Referring in particular to the impending special remissions of sentences of former national police commissioner Jackie Selebi and Zuma’s former financial advisor, Schabir Shaik, the party’s chairperson of its federal executive, James Selfe, said: “Alternative ways should be sought to address the overcrowding in our prisons. The use of alternative community-based sentences, for example, enables perpetrators to pay back into society what they have taken out through acts of crime, without making a mockery of justice.”

Zuma announced in his Freedom Day speech at the Union Buildings on Friday that there would be remission of sentences for some of the country’s prisoners.
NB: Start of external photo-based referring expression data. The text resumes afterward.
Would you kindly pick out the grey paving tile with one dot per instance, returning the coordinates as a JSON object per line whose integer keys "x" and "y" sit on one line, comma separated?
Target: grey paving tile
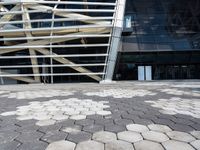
{"x": 172, "y": 145}
{"x": 180, "y": 136}
{"x": 93, "y": 128}
{"x": 79, "y": 137}
{"x": 115, "y": 128}
{"x": 148, "y": 145}
{"x": 8, "y": 136}
{"x": 129, "y": 136}
{"x": 122, "y": 121}
{"x": 155, "y": 136}
{"x": 104, "y": 136}
{"x": 33, "y": 145}
{"x": 29, "y": 136}
{"x": 52, "y": 136}
{"x": 9, "y": 145}
{"x": 90, "y": 145}
{"x": 61, "y": 145}
{"x": 118, "y": 145}
{"x": 85, "y": 122}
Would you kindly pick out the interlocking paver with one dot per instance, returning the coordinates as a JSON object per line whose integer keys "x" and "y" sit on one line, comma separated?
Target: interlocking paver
{"x": 148, "y": 145}
{"x": 61, "y": 145}
{"x": 137, "y": 128}
{"x": 172, "y": 145}
{"x": 104, "y": 136}
{"x": 29, "y": 136}
{"x": 159, "y": 128}
{"x": 155, "y": 136}
{"x": 45, "y": 122}
{"x": 79, "y": 137}
{"x": 8, "y": 136}
{"x": 33, "y": 145}
{"x": 196, "y": 144}
{"x": 90, "y": 145}
{"x": 115, "y": 128}
{"x": 52, "y": 136}
{"x": 129, "y": 136}
{"x": 135, "y": 112}
{"x": 180, "y": 136}
{"x": 72, "y": 129}
{"x": 118, "y": 145}
{"x": 196, "y": 134}
{"x": 9, "y": 146}
{"x": 93, "y": 128}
Zuma said prisoners who qualified would receive a blanket six to 12-month reduction of their prison sentences, saying that sentenced offenders guilty of specific offenses such as “aggressive, firearm and sexual related offenses” did not qualify for the remission, as was the case with people declared dangerous criminals.

It was estimated that around 20 855 probationers and parolees, and 14 651 sentenced inmates would be released conditionally or unconditionally in terms of the process, which critics have said included Selebi and Shaik.

Selebi was jailed for 15 years for accepting bribes, and his sentence, begun towards the end of last year, has been marked by sickness and hospitalisation and reports of possible medical parole. Shaik’s jail sentence, of 15 years for corruption in 2006, was cut short in 2009 when he was released on medical parole.

The President’s pardon has been called a “slap on the wrist” for some prisoners and an insult to victims of crime.

The DA said: “Blanket remission of sentence diminishes the deterrent effect of sentences.”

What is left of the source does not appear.